Revisi UU Perlindungan Anak: Adaptasi Mendesak di Era Digital
Ahli hukum pidana anak, Ahmad Sofyan, mendorong amandemen UU Perlindungan Anak untuk mengatasi celah hukum perlindungan anak di dunia digital yang semakin kompleks.
Jakarta, 24 April 2024 - Ahli hukum pidana anak, Ahmad Sofyan, menyerukan revisi Undang-Undang Nomor 23 Tahun 2002 tentang Perlindungan Anak. Seruan ini muncul sebagai respons terhadap perkembangan teknologi digital yang menciptakan celah hukum dalam melindungi anak-anak di dunia siber. Beliau menekankan perlunya adaptasi hukum untuk menghadapi tantangan baru ini, yang semakin kompleks dan memerlukan payung hukum yang komprehensif.
Dalam seminar nasional bertajuk 'Dari Refleksi Jadi Aksi: Tantangan Digital dan Solusi dalam Konteks Lokal dan Nasional Perlindungan dan Pemenuhan Hak Anak', Ahmad Sofyan menyatakan, "Perlu ada amandemen ketiga Undang-undang Nomor 23 Tahun 2002. Perlu ada amandemen yang mengintegrasikan," menunjukkan urgensi revisi UU Perlindungan Anak untuk mengakomodasi realita digital.
Ketiadaan regulasi yang spesifik untuk perlindungan anak di dunia maya menjadi perhatian utama. UU Perlindungan Anak saat ini dinilai kurang memadai dalam menangani kejahatan siber yang melibatkan anak-anak. Sofyan menjelaskan, "Undang-Undang ini memang tidak dirancang secara khusus dalam melindungi anak di dunia digital. Lebih pada dirancang untuk melindungi anak-anak di dunia nyata. Karena itu ada kekosongan hukum untuk pelindungan anak di dunia siber."
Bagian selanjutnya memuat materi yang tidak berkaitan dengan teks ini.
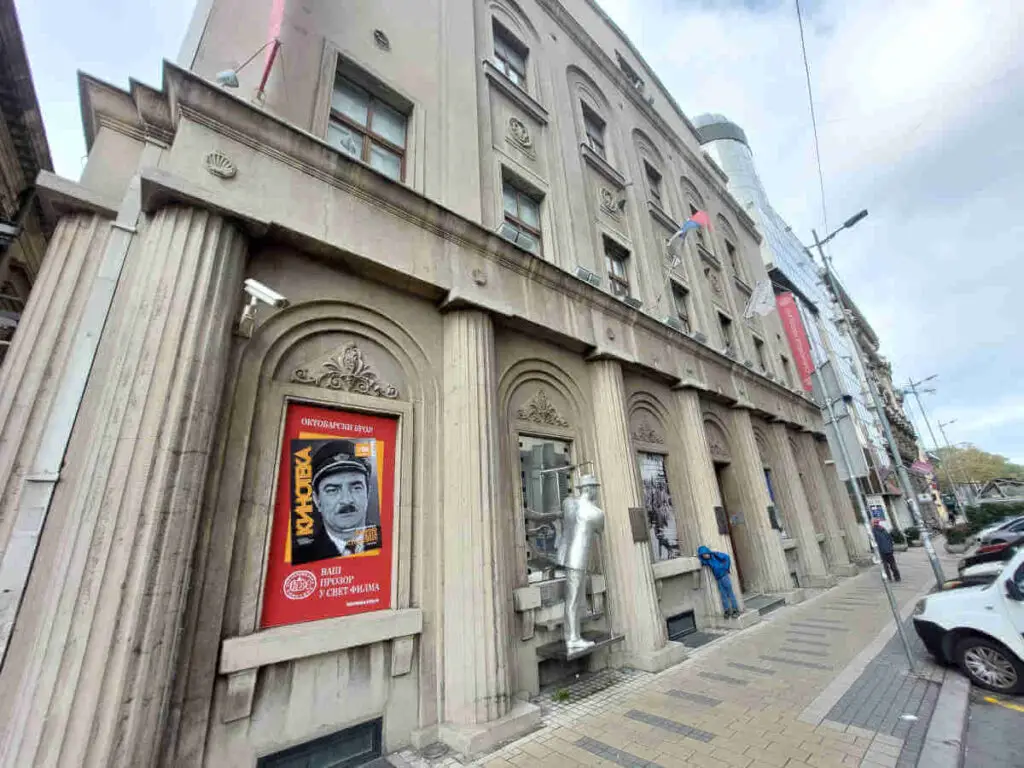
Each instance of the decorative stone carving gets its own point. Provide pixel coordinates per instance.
(608, 203)
(541, 411)
(644, 432)
(219, 165)
(347, 372)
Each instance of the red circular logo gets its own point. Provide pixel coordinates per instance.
(300, 585)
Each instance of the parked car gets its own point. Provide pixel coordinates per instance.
(980, 574)
(996, 552)
(1001, 531)
(979, 629)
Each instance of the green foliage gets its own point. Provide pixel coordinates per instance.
(982, 516)
(957, 534)
(971, 463)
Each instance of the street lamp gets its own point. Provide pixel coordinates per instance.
(880, 410)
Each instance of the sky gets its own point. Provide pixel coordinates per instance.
(921, 110)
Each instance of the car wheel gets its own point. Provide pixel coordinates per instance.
(989, 665)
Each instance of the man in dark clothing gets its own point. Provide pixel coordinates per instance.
(719, 563)
(885, 542)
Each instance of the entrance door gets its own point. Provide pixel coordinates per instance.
(719, 469)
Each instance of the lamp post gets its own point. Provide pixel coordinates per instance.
(861, 506)
(879, 408)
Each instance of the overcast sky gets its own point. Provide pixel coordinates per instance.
(921, 109)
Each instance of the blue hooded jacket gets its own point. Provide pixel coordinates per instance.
(718, 562)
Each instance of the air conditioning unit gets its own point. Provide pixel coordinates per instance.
(587, 275)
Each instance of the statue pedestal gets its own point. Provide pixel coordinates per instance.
(558, 650)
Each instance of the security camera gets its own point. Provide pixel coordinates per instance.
(259, 292)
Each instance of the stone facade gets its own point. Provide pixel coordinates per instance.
(142, 550)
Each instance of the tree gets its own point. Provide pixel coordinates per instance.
(971, 464)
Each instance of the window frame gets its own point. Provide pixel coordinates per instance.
(614, 252)
(501, 34)
(516, 220)
(592, 119)
(366, 132)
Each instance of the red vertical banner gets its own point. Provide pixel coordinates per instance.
(333, 517)
(797, 335)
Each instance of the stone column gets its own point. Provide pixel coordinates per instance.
(820, 503)
(705, 494)
(477, 682)
(772, 573)
(627, 563)
(856, 536)
(89, 672)
(791, 495)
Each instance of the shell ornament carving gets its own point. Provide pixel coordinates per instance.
(219, 165)
(520, 134)
(644, 432)
(347, 372)
(541, 411)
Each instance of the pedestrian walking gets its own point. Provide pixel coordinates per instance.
(885, 542)
(719, 563)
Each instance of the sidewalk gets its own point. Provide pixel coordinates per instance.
(811, 685)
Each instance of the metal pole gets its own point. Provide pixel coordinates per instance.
(956, 464)
(912, 387)
(865, 517)
(880, 410)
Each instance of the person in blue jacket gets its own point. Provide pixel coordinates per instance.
(719, 563)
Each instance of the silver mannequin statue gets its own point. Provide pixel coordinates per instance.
(582, 520)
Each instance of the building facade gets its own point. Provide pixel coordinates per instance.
(24, 153)
(464, 298)
(837, 373)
Perlu Integrasi Regulasi Perlindungan Anak
Saat ini, perlindungan anak diatur dalam berbagai peraturan perundang-undangan yang terpisah-pisah. Hal ini menimbulkan kesulitan dalam penegakan hukum. Beberapa peraturan yang relevan meliputi UU Perlindungan Anak, UU ITE, UU Perlindungan Data Pribadi, UU Tindak Pidana Kekerasan Seksual, dan Peraturan Pemerintah tentang Tata Kelola Penyelenggara Sistem Elektronik dalam Perlindungan Anak (PP Tunas).
Ahmad Sofyan menyoroti kompleksitas tersebut. Ia menjelaskan, "Ada lima undang-undang untuk menemukan perbuatan-perbuatan yang dilanggar oleh pelaku-pelaku kejahatan. Dan itu juga menyulitkan penegak hukum karena tersebar." Kondisi ini menghambat proses hukum dan penegakan keadilan bagi korban kejahatan yang melibatkan anak.
Sistem hukum yang terfragmentasi ini membuat penanganan kasus menjadi kurang efisien. Proses identifikasi pelanggaran hukum menjadi lebih rumit dan membutuhkan waktu yang lebih lama. Akibatnya, perlindungan bagi anak-anak yang menjadi korban kejahatan digital terhambat.
Urgensi Revisi UU Perlindungan Anak
Revisi UU Perlindungan Anak sangat penting untuk menciptakan sistem perlindungan anak yang lebih terintegrasi dan efektif, khususnya di era digital. Dengan revisi, diharapkan akan ada payung hukum yang komprehensif dan terpadu untuk melindungi anak-anak dari berbagai bentuk kejahatan di dunia maya.
Revisi ini juga akan memberikan kepastian hukum bagi penegak hukum dalam menangani kasus-kasus yang melibatkan anak di dunia digital. Dengan regulasi yang jelas dan terintegrasi, proses penegakan hukum akan lebih efisien dan efektif.
Selain itu, revisi UU Perlindungan Anak juga diharapkan dapat meningkatkan kesadaran masyarakat tentang pentingnya perlindungan anak di dunia digital. Dengan adanya regulasi yang kuat, diharapkan masyarakat akan lebih peduli dan proaktif dalam melindungi anak-anak dari ancaman kejahatan di dunia maya.
Kesimpulannya, amandemen UU Perlindungan Anak merupakan langkah krusial dalam melindungi anak-anak di era digital. Integrasi regulasi dan penyederhanaan proses hukum akan memperkuat perlindungan anak dan memastikan penegakan hukum yang efektif dan efisien.